We hear a lot about how mobile learning is bringing a sea change to how training is delivered using an LMS. Is it hype or really happening?
Like all binary questions involving eLearning, there is no simple yes or no answer. It depends on the type of training you are trying to deliver and the applications you are using.
Let’s look at the example of learning a language, which has four basic skill levels: listening comprehension, writing, reading and speaking.
There is a popular app on Google Play that advertises itself as teaching languages using small bite size lessons with gamification badges. It’s also free. Their pitch is that the app will not only save you a bundle, but it’s convenient. You can learn to read, speak and write a language on your smartphone on a coffee break.
These kinds of resource apps definitely have a place in electronic learning.
Here’s an example. A group of us in a Spanish language discussion class were meeting at a pub on a regular basis. There were native speakers at the table from various parts of the Spanish speaking world. Different vocabularies and ways of expressing the language were in play. We would use the app on occasion to settle discussions on which word might be appropriate in a given context.
There were also translation and bi-lingual dictionary apps that people carried around on their smartphones.
At the end of the day, we were leaning on electronic learning as a resource. All well and good when looking up a vocabulary word. But what about the nuances of the language—like the complicated use of the subjunctive tense, which trips up many a tongue and mind when learning Spanish?
Who better to discuss the use of subjunctive tense than a native Spanish speaker sitting at the table? One of them was an instructor from Argentina who happened to have a hand-out with fill-in-the blank statements and questions involving the subjunctive tense. Yes, old technology, but very useful particularly when delivered by an educator.
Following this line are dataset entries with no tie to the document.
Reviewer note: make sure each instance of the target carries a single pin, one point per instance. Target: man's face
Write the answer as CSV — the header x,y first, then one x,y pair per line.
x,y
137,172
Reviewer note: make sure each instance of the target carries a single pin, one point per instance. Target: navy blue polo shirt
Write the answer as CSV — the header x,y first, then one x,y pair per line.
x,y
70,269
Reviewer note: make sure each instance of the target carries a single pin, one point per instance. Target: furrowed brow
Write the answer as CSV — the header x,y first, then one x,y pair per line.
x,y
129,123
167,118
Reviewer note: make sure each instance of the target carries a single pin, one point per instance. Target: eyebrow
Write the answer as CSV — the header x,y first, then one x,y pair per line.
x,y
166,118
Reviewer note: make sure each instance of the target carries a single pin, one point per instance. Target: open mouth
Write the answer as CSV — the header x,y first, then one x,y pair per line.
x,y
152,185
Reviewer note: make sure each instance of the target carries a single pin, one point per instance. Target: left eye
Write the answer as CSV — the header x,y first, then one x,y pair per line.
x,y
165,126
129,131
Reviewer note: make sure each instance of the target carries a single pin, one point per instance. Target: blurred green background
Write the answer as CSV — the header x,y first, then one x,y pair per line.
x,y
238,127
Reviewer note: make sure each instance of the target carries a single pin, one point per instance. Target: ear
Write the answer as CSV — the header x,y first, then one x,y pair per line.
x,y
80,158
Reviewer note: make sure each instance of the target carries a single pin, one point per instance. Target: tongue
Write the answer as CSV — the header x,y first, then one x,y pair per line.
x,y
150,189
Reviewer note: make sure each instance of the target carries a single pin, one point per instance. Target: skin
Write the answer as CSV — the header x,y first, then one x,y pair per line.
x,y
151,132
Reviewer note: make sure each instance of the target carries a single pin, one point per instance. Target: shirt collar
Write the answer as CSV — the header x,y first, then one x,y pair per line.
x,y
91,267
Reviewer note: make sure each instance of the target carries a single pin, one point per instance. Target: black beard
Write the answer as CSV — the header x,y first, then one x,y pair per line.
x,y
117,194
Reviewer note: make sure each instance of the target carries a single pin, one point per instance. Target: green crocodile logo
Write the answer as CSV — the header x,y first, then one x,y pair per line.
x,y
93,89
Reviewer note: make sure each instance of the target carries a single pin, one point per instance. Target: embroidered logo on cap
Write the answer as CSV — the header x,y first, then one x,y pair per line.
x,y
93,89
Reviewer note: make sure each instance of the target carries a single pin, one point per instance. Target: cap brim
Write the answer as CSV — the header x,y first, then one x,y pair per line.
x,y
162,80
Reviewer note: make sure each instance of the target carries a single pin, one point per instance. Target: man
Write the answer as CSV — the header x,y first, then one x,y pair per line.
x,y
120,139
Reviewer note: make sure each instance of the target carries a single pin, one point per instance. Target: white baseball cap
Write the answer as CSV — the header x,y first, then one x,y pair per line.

So, in a sense, we were using mobile technology as an adjunct to our conversation class in a blended learning setting. It was fun, interactive, and informal learning. And it worked for the speaking and listening comprehension part of the equation. But it would have worked even better if we had gone home and hopped onto the web in a formalised eLearning class in Spanish and practiced what we had just learned in a more structured context for the written part of the learning. We may even had taken an exam which would have given us instant feedback.
These type of instructor-led language classes are part of a group of learning subjects that can be delivered via Skype or any other technology that gives instant feedback. The reinforcement comes via an LMS.
So definitely download those mobile apps as an additional resource. They really do work and they are formatted to be delivered over the web on smart devices. No squeezing into a small space with a oversized LMS.